Se hizo un silencio incómodo. Luego, Carmen murmuró «era un zafio» y se encogió de hombros.

La pandilla de Lluc Alcari se había formado del modo casual con que ocurren estas cosas en verano. Éramos todos muy niños aún -tendríamos nueve o diez años, algunos once o doce- y nos veíamos en la cala, bañándonos por las mañanas.

Al principio, cuando no lo conocíamos aún, el que más nos impresionaba era Jaume Bonnín, que se tiraba desde la roca más alta y, además, de cabeza, con cierta solemnidad y sin mirar a nadie. Todo lo que hacía llevaba el mismo sello majestuoso. Jaume saltaba desde la roca aquella y luego nadaba hasta la orilla y salía del agua, creíamos que aparentando indiferencia para darse aires. Tardé mucho tiempo en darme cuenta de que no hacía nada de aquello para impresionar; simplemente no le daba importancia, y como además sus registros de seriedad o regocijo eran distintos de los nuestros y no le percibíamos la ironía, las más de las veces nos parecía un chico hierático y lejano. Pero andaba y trepaba más que ninguno y nadaba más lejos.

También nos fijábamos (bueno, yo menos, que lo conocía bien, claro) en Javier, que se tiraba al agua desde otra roca más baja pero con mucha mayor pericia y gracia; tanta, que parecía volar sin estar sometido a la ley de la gravedad. Casi sin tomar impulso, se lanzaba al aire y giraba sobre sí mismo muy despacio, muy despacio, hasta ponerse boca abajo justo antes de entrar en el agua sin que salpicara una gota. Muchas veces lo aplaudían desde la orilla.
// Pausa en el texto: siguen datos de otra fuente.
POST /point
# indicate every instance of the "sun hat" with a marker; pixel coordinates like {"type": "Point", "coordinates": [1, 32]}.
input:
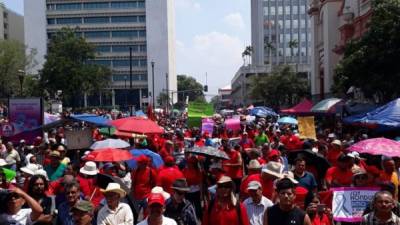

Al tercer o cuarto día de ver cómo lo hacía Jaume, Javier, que era el hermano que me seguía en años, me dijo:

– Oye, Borja, ¿tú serías capaz de saltar desde la de arriba?

– Pues claro -le contesté-, pero ahora no me apetece.

– Ya, no te apetece. Lo que te pasa es que tienes miedo.

– ¿Miedo? Ni hablar, chaval.

– Pues, entonces, tírate.

– Venga, tírate -dijo Luisete, que tendría unos cinco años y que no hacía más que repetir lo que decían los demás.

Con indiferencia aparente (yo sí por darme aires y disimular el miedo), me levanté de los escalones que hay en el extremo de la cala y en los que dejábamos nuestras toallas. Mamá me dijo como de costumbre:

– Oye, Borja, ten cuidado con tus hermanos. Idos, pero que yo os vea.

Siempre llevaba un traje de baño negro con los tirantes muy anchos, el escote bien tapado y una pudorosa faldita que ocultaba el principio de los muslos.